Sometimes, it makes more sense to reinvent the wheel, as opposed to bringing in an 18-wheeler.
Even ignoring the fact that no one forces you to add whole Qt to your project, do not compare Qt, which is a battle-tested, long-lived framework, developed and maintained for decades by the company that also provides commercial support for it, with a bucket of intermingled crap sourced from random repositories across the internet.
The compile might take a while, but the resulting binary may not be as big as you think.
This does not apply, however, to interpreted languages, like JS.
Not sure about "JIT" languages, though, like Python and PHP.
Although it’s not so much Python that’s influencing Node.js but more like Deno and Bun that try to include everything but the kitchen sink.

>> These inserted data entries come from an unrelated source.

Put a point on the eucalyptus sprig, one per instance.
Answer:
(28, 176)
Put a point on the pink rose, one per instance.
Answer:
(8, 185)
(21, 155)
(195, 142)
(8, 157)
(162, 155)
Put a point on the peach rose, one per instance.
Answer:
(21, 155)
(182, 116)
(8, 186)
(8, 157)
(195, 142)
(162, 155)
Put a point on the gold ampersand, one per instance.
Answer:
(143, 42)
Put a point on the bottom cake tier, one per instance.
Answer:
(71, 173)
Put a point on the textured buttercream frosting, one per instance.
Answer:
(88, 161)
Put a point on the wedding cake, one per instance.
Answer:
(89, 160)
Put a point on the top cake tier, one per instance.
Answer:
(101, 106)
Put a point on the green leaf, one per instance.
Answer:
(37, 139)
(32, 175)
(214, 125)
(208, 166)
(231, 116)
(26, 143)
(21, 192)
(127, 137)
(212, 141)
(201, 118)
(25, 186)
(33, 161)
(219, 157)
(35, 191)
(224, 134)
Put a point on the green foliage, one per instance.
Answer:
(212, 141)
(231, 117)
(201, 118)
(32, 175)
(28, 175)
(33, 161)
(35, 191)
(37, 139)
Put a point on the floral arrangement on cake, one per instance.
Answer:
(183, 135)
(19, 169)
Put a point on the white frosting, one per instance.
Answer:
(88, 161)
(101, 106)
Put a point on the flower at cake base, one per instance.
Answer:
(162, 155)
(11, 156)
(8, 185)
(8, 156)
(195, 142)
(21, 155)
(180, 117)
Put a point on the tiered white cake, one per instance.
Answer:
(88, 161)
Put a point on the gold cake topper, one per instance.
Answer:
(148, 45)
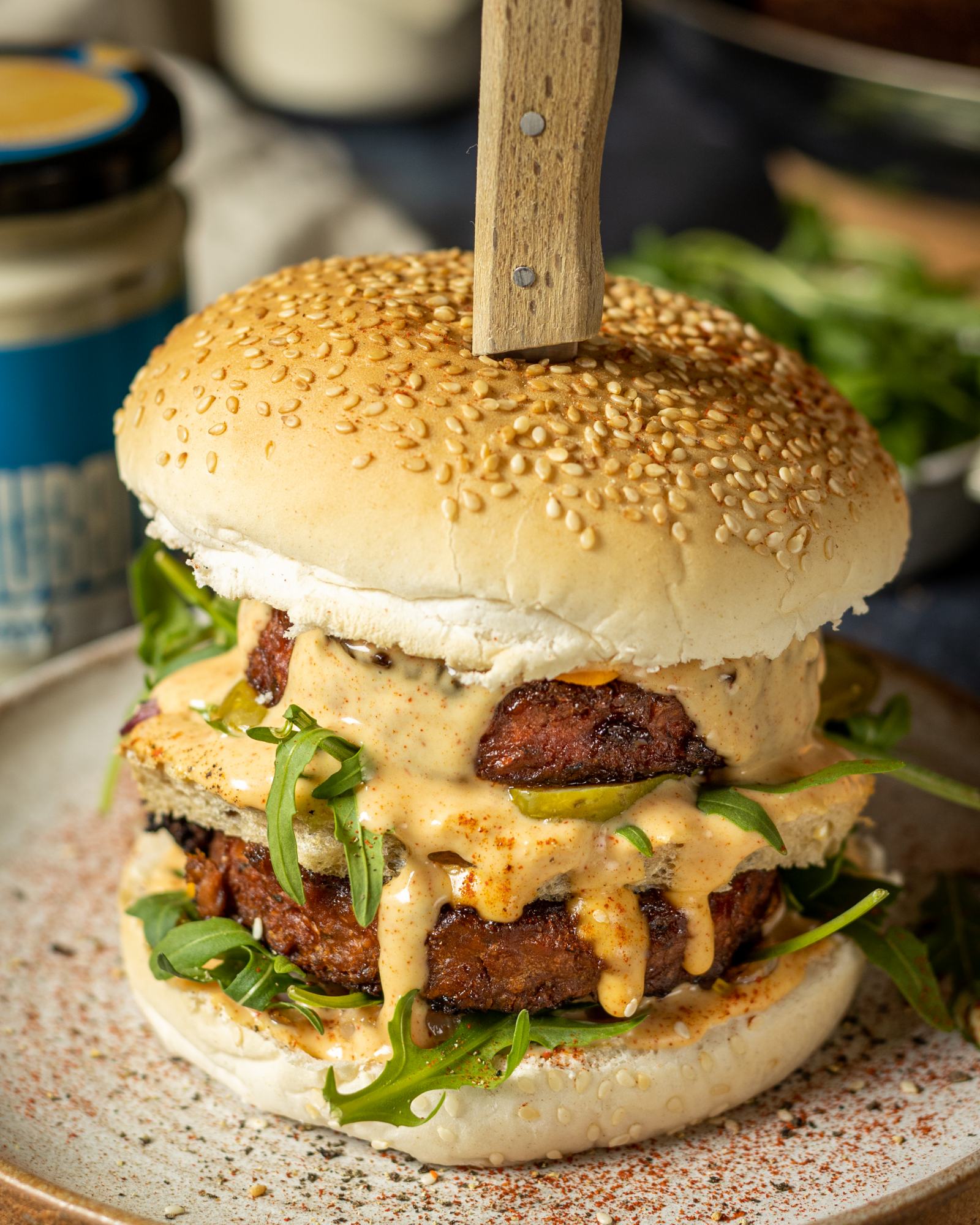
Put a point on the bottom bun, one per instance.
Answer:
(556, 1104)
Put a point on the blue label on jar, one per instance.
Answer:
(66, 519)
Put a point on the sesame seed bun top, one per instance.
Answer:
(684, 489)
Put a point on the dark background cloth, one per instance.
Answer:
(676, 157)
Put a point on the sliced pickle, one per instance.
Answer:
(584, 803)
(850, 684)
(238, 711)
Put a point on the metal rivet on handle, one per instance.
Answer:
(532, 124)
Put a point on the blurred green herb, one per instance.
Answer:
(950, 929)
(901, 345)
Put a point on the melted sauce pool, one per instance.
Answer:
(421, 728)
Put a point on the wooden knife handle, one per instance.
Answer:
(547, 75)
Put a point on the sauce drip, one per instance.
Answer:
(421, 728)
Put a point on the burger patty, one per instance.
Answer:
(556, 734)
(269, 661)
(537, 962)
(548, 733)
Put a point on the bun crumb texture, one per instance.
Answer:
(333, 415)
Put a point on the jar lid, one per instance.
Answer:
(80, 126)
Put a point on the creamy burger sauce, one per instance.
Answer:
(421, 729)
(678, 1021)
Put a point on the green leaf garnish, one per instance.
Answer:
(906, 961)
(182, 623)
(635, 835)
(318, 1000)
(919, 777)
(861, 307)
(184, 946)
(162, 912)
(749, 814)
(742, 812)
(894, 950)
(466, 1058)
(829, 775)
(297, 742)
(950, 928)
(874, 736)
(816, 935)
(246, 971)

To download the free Springer books during COVID.
I mean, ouch.
P.S.: If you like your eyes, please don't look at AI stacks.
the land of spherical cows...
reminds me of https://www.folklore.org/Negative_2000_Lines_Of_Code.html
Checkout the readme for a comparison against other tools.
I’m the author of Package Phobia and it’s been largely unchanged since 2018.
If you’re looking for more details, checkout the readme on GitHub.
Let me know if you have questions, thanks!
"Publish size" is a little misleading though. I thought that meant the size that would be included in my bundle when I publish my app, and was wondering how you were calculating that. Maybe "w/ deps" "w/o deps"?
I'd appreciate you not hiding information below the fold. Really hate that design trend. Remove the `min-height: 100vh` and see how much better it looks (with a bit of padding). At least make it 90vh.
https://docs.npmjs.com/cli/v8/commands/npm-publish
I like your idea about showing the information below the fold so I fixed it, thanks!
I wonder if it's handing export conditions properly? We have browser, node, developer, and types exports. Are the files behind quadruple counted?
Kinda like a skateboarder might be sponsored and get a skateboard for free even though others pay for the same item.
Package Phobia started out on the free plan but it turns out its quite popular, serving over 5 million requests per month. A cache miss (which is frequent given the cardinality of packages + versions), it can take 30 seconds to install a package and measure its size.
There's also a public API which tools like Socket use to check the size of every npm package.